I think it’s perfectly reasonable, but being a bit pragmatic here, I don’t see any example of that, I can’t really see anything everyone agrees upon, Ethics wise, about dreams.

Great point. :yes: Yes, you’re right, although Ethics inside dreams might not be possible, Ethics regarding dreams can be. And that gets us back to lucid dreams. Is it ethical to, say, have sex with someone in a lucid dream if you know they wouldn’t like you to and would definitely not have sex with you in waking life?

Ethics are deeply personal, there is no black and white when it comes to right or wrong because human beings and there environment is a far to dynamic structure to say this is right and this is wrong when there is infinite variables in each situation.

Ethics is an intuitive choice as to how to act. there are times when killing is ethical and when it is unethical. as for dream ethics, why would they be any different than your waking ethics.
because your DC’s go away when you wake up?
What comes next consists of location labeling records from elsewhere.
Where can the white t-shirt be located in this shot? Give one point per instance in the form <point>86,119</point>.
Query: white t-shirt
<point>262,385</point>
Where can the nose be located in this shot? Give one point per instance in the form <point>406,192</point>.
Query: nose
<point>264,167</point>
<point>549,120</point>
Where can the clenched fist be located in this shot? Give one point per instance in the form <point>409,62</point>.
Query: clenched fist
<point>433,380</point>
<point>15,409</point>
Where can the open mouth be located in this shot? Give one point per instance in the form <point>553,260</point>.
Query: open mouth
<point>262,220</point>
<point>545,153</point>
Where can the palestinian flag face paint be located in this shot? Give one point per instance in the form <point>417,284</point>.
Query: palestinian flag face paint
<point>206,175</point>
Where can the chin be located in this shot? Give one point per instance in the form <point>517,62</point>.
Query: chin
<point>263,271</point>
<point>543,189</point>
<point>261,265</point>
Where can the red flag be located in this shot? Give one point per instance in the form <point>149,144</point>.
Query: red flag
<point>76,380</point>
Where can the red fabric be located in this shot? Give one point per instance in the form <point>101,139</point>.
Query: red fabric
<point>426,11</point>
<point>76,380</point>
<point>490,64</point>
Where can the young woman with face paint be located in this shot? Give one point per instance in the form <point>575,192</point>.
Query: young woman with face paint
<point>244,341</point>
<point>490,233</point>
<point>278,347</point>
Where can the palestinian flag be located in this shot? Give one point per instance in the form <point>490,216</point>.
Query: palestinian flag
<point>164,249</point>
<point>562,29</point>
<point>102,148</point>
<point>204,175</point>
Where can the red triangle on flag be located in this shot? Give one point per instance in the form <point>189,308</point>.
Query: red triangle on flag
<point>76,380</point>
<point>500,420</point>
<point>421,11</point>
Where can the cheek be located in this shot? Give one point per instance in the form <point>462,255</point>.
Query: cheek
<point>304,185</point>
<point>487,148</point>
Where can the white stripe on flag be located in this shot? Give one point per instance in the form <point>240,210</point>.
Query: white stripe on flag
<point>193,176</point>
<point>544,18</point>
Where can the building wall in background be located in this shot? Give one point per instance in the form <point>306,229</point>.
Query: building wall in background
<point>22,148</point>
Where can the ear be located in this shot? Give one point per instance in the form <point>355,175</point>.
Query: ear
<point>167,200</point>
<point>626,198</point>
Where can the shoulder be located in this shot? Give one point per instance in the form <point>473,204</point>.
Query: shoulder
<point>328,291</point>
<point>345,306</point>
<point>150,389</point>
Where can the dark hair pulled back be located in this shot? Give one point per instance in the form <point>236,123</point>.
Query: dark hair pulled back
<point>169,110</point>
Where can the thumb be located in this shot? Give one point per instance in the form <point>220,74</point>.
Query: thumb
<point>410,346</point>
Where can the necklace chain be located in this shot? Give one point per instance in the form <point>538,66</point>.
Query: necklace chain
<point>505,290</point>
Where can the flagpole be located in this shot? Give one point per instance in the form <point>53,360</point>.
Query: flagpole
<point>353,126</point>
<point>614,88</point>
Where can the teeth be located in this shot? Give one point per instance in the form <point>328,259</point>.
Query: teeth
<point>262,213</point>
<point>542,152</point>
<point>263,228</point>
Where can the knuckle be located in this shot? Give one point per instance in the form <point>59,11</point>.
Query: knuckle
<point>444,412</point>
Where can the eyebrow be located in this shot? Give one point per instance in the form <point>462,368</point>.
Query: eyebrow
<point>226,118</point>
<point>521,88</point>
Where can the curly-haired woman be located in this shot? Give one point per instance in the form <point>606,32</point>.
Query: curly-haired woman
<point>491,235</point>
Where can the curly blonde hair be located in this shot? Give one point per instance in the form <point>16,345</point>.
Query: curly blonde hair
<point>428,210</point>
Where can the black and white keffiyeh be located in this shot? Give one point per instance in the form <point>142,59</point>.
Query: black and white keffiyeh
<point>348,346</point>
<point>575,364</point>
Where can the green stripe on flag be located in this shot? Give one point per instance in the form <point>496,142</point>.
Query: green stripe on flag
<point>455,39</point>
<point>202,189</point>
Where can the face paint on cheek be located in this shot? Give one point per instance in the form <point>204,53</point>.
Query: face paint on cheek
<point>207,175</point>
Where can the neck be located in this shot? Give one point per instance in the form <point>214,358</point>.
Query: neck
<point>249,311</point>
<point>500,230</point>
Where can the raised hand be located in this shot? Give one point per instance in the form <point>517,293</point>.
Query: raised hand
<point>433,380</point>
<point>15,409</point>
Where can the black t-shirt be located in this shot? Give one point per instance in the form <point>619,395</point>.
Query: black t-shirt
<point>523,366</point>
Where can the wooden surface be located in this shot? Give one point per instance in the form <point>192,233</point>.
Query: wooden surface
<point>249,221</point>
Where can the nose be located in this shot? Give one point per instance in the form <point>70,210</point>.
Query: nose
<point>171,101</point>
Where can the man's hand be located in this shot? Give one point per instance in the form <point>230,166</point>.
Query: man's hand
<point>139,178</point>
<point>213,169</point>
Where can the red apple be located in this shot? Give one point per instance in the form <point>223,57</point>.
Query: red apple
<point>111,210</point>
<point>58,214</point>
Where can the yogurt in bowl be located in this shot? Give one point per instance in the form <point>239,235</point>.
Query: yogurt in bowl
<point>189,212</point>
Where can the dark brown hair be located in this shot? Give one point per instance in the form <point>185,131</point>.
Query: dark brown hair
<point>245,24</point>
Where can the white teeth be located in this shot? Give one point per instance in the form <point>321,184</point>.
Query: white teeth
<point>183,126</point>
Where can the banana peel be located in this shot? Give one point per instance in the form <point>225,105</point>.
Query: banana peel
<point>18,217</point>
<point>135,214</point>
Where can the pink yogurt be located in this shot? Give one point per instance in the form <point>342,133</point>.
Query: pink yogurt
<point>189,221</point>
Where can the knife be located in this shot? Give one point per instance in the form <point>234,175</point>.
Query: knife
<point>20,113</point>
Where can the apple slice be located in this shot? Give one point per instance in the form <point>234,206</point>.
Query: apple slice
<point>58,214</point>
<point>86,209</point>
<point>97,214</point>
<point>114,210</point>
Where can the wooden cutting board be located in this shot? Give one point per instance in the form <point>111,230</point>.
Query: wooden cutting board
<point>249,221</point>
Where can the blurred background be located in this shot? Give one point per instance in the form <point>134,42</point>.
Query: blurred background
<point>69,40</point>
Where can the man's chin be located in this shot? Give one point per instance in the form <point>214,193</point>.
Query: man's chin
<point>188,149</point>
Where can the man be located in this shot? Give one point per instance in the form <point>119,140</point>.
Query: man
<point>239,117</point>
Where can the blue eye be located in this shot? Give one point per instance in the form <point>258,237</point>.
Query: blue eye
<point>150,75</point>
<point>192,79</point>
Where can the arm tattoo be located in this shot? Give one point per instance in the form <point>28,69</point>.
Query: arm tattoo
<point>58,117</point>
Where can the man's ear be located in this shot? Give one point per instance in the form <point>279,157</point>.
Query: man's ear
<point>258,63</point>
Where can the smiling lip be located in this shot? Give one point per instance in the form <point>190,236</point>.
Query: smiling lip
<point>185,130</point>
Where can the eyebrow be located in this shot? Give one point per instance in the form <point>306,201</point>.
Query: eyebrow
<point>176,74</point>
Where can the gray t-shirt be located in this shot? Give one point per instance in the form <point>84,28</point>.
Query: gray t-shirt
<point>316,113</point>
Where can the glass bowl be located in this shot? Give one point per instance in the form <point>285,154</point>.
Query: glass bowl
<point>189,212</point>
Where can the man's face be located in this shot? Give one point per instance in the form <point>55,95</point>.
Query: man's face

I’ve got news for you real people go away too, if you want to talk relative a dream could be no shorter than any persons life.
having sex with a girl you know wouldn’t want anything to do with you? it would obviously be unethical, but im sure for most of you the pleasure would outweigh the ethics. haha

Noo, I don’t think the problem is whether we’re talking about “Ethics” or “ethics”, I think the problem is that we are talking about “Ethics” and “morality”. See, in my old debate class, it was a rule that the debators define all important terms so we would end up debating the topic at hand instead of the terms. :wink:

Well, Ethics and Morality, no matter what Wikipedia says about it, are synonyms. So it’s up for you to use them opposed to each other and give them distinct definitions. There’s no consensus, so you can say that in this discussion, the absolute thing is one, and the subjective thing is other, and then we confront the concepts rather than argue over the word.

Not true, Morality is not defined as How a person comes across a ethical decision as the little e ethics is in our discussion. Morals is also a synonym so we could argue words forever and not get anywhere.

The idea of relative morality usually comes about through discussing the grey areas of morality, eg. drugs, abortion etc. Since we are discussing actions that we would clearly never do in real life (eg murder, rape), I don’t think that the relative/absolute morality discussion is relevant here, whether or not morality is relative or absolute.

I like Zein Ananda’s ideas, that doing this stuff in dreams in psychologically harmful… also I think if you notice that you’re doing dodgy stuff in dreams it could indicate some internal conflicts, and maybe even help to pinpoint what these conflicts are.